La práctica del A.O. daba a sus seguidores un nuevo sentido al esfuerzo y a la rutina de cada día. La tediosa vida cotidiana podía ser ahora ofrecida a Dios como un modo de colaboración con Cristo en la misión de la Iglesia.
Dicho de otra manera, el A.O. les daba medios para vivir el propio bautismo en la simplicidad de la vida cotidiana y participar en el sacerdocio de toda la Iglesia, mucho antes que se hablase de la vocación bautismal o del sacerdocio común de los fieles.
En el período entre el año 1.890 y 1.896 el Papa se interesó por hacer suya esta inmensa red de católicos que ofrecían sus vidas y su dedicación para apoyar espiritualmente la misión de la Iglesia. La asumió como una obra propia del Papa y la confió a la Compañía de Jesús en la persona del Padre General. Además, desde esa fecha comenzó a encomendar al A.O. una intención mensual de oración que expresaba una preocupación suya por la cual pedía oraciones a todos los católicos.
A partir de 1928 se añadió una segunda intención de oración, de manera que el A.O. recibiría del Papa dos intenciones de oración para cada mes y se encargaría de difundirlas en todo el mundo católico. Se llamaron Intención General e Intención Misionera.
Orar con estas intenciones por temas mundiales de la sociedad y de la Iglesia, de modo especial por los llamados “países de misión”, ensanchaban el horizonte de todos esos creyentes a dimensiones universales. Junto con fortalecer su sentido de pertenencia a la Iglesia, se sentían apóstoles elegidos por Jesús para colaborar con él, sintiendo que sus sencillas vidas se hacían útiles para sostener la misión de la Iglesia.
El enunciado de los temas propuestos por el Papa año tras año ha evolucionado hasta nuestros días, donde constatamos que una buena parte de las intenciones de oración manifiestan la preocupación de la Iglesia universal por la paz y la justicia en el mundo. Orar por ellas plantea mes a mes a los cristianos grandes desafíos y necesidades de la humanidad, por las cuales son invitados a comprometer sus vidas en oración y en servicio.
En medio de las tensiones del mundo actual, complejo y descorazonado, la intuición del P. Gautrelet puede ayudar a gestionar mejor las exigencias de la vida diaria dándoles un nuevo sentido, un sentido apostólico, junto a Jesús. Nos recuerda que los grandes momentos y los grandes resultados se preparan en la maduración lenta de la vida de cada día y nos permitirán vivir contentos llevando una mayor sobriedad de vida.
Las silenciosas prácticas del A.O. tienen una gran fecundidad apostólica pues nos unen a Jesús, y en Él sólo ponemos la esperanza del mundo nuevo por el cual pedimos y trabajamos.
Para esto queremos recrear el A.O. para que nos hagamos más disponibles a la misión de Cristo hoy día.

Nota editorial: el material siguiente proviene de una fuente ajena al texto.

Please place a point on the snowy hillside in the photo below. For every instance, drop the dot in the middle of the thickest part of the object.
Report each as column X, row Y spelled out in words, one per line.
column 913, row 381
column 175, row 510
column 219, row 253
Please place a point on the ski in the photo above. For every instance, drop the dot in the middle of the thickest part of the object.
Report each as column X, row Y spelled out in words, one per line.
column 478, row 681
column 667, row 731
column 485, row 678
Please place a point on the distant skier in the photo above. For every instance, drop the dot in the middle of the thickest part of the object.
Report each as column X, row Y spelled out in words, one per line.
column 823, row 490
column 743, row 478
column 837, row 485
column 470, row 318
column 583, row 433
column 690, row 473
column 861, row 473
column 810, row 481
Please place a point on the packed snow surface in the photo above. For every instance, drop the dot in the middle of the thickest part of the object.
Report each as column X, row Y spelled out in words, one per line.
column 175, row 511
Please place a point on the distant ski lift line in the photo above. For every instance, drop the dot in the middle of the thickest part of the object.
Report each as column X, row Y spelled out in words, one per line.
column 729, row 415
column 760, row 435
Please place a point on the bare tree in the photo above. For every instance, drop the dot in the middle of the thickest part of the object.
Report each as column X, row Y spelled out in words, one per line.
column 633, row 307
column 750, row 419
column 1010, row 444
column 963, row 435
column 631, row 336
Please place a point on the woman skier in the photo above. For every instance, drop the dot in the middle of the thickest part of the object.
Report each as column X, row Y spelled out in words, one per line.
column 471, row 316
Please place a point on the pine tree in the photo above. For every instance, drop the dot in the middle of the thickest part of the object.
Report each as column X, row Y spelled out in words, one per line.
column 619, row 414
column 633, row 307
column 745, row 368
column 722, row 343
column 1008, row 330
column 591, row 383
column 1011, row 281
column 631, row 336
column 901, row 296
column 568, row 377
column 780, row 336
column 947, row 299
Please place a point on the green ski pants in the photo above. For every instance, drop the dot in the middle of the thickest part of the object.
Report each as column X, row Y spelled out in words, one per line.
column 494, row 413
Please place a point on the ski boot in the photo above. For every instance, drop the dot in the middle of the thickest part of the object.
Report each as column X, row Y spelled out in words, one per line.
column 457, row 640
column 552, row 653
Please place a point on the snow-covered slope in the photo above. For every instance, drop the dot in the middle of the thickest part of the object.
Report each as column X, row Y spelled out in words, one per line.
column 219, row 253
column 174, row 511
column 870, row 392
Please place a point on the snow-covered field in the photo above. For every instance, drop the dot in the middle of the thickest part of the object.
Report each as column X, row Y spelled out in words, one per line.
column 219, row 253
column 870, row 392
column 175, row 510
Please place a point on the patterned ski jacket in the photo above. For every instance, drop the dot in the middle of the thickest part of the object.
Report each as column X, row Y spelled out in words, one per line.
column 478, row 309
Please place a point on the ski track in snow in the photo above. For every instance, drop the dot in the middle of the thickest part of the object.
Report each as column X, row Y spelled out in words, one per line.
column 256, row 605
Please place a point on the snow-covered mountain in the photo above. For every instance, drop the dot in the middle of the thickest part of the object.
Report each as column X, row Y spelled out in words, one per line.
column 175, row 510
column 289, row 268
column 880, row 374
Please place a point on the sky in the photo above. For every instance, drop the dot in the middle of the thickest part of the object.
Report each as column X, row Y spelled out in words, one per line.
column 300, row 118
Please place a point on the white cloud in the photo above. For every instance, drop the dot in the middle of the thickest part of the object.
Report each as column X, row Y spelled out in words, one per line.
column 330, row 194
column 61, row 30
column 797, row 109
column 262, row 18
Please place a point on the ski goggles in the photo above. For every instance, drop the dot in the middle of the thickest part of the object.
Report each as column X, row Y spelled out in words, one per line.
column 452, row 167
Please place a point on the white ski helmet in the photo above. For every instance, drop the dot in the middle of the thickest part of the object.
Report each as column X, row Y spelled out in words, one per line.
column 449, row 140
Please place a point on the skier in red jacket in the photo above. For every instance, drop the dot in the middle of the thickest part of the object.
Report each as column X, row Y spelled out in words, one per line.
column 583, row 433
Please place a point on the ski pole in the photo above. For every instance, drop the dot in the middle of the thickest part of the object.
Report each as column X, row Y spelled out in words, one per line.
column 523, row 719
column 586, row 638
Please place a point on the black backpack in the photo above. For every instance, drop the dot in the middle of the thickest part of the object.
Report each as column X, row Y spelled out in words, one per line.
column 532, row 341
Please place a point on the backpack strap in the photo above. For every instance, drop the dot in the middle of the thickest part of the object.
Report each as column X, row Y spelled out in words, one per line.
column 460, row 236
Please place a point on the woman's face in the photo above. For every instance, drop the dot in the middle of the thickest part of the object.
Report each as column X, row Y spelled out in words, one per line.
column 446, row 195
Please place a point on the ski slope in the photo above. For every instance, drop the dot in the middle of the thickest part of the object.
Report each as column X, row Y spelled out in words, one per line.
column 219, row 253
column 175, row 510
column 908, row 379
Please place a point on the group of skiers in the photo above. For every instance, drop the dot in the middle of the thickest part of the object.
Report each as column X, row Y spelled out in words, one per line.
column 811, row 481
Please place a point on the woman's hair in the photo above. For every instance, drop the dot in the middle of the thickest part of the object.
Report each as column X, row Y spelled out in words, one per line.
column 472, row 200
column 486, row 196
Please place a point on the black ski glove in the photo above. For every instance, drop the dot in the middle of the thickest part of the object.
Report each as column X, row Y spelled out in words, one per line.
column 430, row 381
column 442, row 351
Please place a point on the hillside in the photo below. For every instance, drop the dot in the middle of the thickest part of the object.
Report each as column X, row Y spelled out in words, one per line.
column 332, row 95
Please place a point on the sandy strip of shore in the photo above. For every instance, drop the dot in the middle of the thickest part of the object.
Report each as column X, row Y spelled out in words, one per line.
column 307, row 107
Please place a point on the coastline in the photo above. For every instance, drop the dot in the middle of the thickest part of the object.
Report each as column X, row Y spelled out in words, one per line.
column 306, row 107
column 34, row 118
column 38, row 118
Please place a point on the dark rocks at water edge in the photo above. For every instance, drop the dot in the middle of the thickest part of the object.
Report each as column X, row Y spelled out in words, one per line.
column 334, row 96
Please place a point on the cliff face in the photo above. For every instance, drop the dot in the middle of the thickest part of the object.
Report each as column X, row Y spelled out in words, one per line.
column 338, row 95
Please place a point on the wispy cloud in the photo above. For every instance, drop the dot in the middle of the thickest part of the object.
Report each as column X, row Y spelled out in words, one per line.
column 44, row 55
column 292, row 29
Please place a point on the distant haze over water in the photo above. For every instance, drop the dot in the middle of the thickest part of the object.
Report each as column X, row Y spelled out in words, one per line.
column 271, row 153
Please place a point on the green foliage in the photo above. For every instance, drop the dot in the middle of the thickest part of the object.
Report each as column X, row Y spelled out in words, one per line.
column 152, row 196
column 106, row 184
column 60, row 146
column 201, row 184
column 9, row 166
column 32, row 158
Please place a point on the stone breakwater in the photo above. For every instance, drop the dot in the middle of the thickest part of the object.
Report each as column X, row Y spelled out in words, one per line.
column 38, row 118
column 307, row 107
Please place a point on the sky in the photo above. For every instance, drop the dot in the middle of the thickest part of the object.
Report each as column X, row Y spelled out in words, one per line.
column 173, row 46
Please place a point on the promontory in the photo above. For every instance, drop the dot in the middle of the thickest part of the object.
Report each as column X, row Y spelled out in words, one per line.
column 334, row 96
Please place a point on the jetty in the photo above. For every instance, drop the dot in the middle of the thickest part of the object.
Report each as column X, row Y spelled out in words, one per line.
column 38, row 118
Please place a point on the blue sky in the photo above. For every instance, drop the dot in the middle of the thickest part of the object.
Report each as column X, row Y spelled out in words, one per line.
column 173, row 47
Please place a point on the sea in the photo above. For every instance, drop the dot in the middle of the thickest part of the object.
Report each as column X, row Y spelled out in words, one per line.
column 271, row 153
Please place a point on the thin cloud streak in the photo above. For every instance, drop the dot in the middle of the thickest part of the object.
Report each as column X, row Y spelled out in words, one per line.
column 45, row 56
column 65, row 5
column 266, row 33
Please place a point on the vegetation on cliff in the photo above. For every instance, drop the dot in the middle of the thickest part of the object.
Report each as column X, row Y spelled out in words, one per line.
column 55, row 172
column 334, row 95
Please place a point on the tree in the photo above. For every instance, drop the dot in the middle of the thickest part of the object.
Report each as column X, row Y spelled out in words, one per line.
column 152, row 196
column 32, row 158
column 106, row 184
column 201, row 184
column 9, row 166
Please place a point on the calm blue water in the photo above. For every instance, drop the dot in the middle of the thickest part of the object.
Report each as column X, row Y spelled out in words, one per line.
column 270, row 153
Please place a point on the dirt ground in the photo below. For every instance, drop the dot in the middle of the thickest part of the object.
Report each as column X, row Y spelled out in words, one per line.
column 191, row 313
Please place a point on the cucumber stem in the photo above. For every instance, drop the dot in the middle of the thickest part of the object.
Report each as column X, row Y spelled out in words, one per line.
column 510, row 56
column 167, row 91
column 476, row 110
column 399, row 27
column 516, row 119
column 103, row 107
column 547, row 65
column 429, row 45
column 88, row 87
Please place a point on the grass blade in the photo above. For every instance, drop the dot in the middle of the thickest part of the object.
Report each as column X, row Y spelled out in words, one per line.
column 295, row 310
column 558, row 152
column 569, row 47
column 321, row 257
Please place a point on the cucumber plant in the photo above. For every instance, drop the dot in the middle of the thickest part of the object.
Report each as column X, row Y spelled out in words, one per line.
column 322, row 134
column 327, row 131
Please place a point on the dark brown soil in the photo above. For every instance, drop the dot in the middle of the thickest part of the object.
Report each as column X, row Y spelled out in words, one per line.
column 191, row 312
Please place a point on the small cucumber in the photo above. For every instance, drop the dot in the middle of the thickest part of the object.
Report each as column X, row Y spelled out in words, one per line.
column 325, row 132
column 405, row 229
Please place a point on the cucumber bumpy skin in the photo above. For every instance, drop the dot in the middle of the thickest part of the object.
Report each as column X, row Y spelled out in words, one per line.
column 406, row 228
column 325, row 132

Queremos hacer accesible a los hombres y mujeres de hoy, en un lenguaje renovado y significativo, un camino de disponibilidad apostólica para colaborar con la misión del Resucitado, donde cada uno se descubre invitado a vivir con Él una relación íntima y personal, recibiendo el amor de su Corazón y respondiendo a su llamada.
El A.O. recreado espera seguir ayudando a cada cristiano, como lo ha hecho a lo largo de estos más de 175 años, a vivir la alegría profunda de ser apóstol de Jesucristo, comprometido con Él al servicio del mundo.
(Extracto de “La historia del Apostolado de la Oración”)
El Padre Ramière, S.I., fue el gran impulsor del Apostolado de la Oración.